Spanduk sementara jadi sementahun sebagai jejak menyedihkan

Spanduk kembali ke warna dasar putih karena teks dan gambar dihapus oleh waktu. Namun tak berarti ingatan pahit sudah habis.

▒ Lama baca < 1 menit

Spanduk polos warisan masa pandemi Covid-19

Spanduk ini sudah pudar, kembali ke warna dasar bahan, yakni putih. Ada yang robek di lebih dari satu titik. Niat pemasangannya dulu tentu bukan untuk permanen, hanya sementara dengan batas waktu yang tak ditentukan.

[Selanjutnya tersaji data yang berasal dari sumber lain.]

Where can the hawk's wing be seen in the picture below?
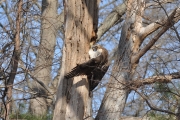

Maka jadilah spanduk ini empat tahun terpasang. Meminjam istilah Sandalian, “Sementara yang berubah menjadi sementahun.”

Spanduk polos warisan masa pandemi Covid-19

Dalam tulisan ini, tentang spanduk yang kembali menjadi putih, tak ada hal lucu. Ya, tak ada.

Spanduk ini malah mengingatkan saya pada hal yang membuat perih. Ini adalah spanduk dari masa pandemi Covid-19, berisi pengingat akan protokol kesehatan.

Saya tak mengalami terserang Covid-19. Namun seperti banyak orang, saya mengalami kehilangan kenalan, teman, sanak, dan tetangga yang kehidupannya diakhiri oleh virus korona.

Bahkan, maaf, Anda mungkin mengalami kehilangan orangtua, saudara kandung, anak, dan keponakan. Saya meminta maaf karena telah menghidupkan ingatan.

Masa pandemi diisi oleh kecemasan dan masygul saya: suara sirene ambulans datang dan pergi, kabar duka dari Toa masjid tanpa keterangan meninggal karena sakit berarti lantaran Covid-19, belum lagi kabar melalui telepon dan WhatsApp.

Belum pernah terjadi ketika tetangga meninggal maka tetangga lain tak ke rumah duka, karena urusan menjadi tanggung jawab paramedis berpakaian hazmat (hazardous materials) untuk dekontaminasi.

Hanya dari jauh, di pintu pagar sendiri, kami melihat untuk kemudian masuk rumah lagi supaya tak terlalu lama bertemu muka dengan orang lain. Tentu kami juga tak melayat ke makam.

Pedih saya jika teringat sebuah keluarga. Suami dan istri dirawat di rumah sakit yang berbeda, di Jakbar dan Jaktim, karena Covid-19. Sementara kedua anak lelakinya, sudah remaja, harus menjalani isolasi di rumah, sehingga tak dapat melihat peti dan jasad apalagi pemakaman ayah dan ibunya.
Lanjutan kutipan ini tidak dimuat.